# Kindle Touch and K4PC collection organizing possible??



## Abso (Apr 3, 2012)

Hi all, I have 2 kindle touch and these are my 1st kindle devices. So i have no previous collection data or setting available. I transfered my books to K4PC and organized the collections there. BUT i can not transfer those organized collections to any of the Kindle Touches. Can someone tell me what settings to do 1 by 1 on amazon side and on kindle and k4pc side so i can have 1 common organized collection.


----------



## Abso (Apr 3, 2012)

Can i organize my collections on K4PC and the import them to my Kindle?
I tried this but seems the K4PC collection are not saved on amazon side and i can not change them at all to import to another device.


----------



## Linjeakel (Mar 17, 2010)

Once you have set up your collections in K4PC, make sure that you sync with Amazon. Then on your Kindle, go to archived items and the at the very top of the list should be the option to import collections from other devices. Use that to import your collections from K4PC.

Once you import the collections, all your Amazon books should automatically go into the correct collection(s). Any non-Amazon books will need to be put into their collections manually.

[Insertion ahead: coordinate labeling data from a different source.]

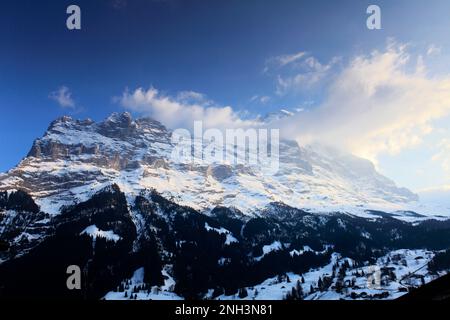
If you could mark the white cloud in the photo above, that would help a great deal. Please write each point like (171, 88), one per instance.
(375, 105)
(63, 96)
(181, 110)
(260, 99)
(443, 155)
(286, 59)
(434, 50)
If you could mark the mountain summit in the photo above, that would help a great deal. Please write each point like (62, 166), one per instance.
(76, 158)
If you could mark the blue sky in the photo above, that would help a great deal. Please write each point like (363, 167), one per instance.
(229, 51)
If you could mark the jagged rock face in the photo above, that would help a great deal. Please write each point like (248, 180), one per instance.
(218, 253)
(76, 158)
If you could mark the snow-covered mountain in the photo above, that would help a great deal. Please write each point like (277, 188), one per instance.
(74, 159)
(109, 198)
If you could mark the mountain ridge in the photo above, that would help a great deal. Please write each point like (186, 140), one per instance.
(76, 157)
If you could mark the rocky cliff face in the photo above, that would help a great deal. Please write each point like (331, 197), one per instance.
(75, 158)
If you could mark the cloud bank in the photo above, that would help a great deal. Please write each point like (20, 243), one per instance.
(182, 110)
(63, 96)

If you're unsure, all the detailed instructions to do this can be found on the Amazon Kindle support pages and in the user guide that came on your Kindle.


----------



## jafTwo (Jan 12, 2012)

Not sure this will help, but I keep my ebooks on my PC and use Calibre to manage them. Calibre is free and available at: http://calibre-ebook.com/
It has lots of nice features and can double as an ebook reader. It should recognize your Kindle when it's hooked to your PC and you can copy a book(s) from the application. It will also convert formats from many different (formats) to mobi -- even .txt and .pdf, so you can 'make your own Kindle book.


----------



## Abso (Apr 3, 2012)

I have managed to organize my collections with Kindlean software and it is the only one working with Kindle Touch Collections so far i have found.
But i have an another problem. After my collections are organized on Kindle1 i use sycn function. Then i switch to Kindle2 and there to Archieved items and to Import Collections and choose Kindle1 collections to be imported. It seems it is doing the import but after it is finished the collections are not same as the Kindle1 last update. It is synced with the time when i first synced Kindle1 weeks ago. Is there a way to delete Kindle1 collections SAVE in amazon and update it with sync to latest on Kindle?


----------



## SusanCassidy (Nov 9, 2008)

Did you sync from the first Kindle to Amazon before you tried syncing the second Kindle?


----------



## Abso (Apr 3, 2012)

Yep  both Kindles have same files on them and i keep syncing the 1st time and then ımporting the second from 1st but no change is happening.


----------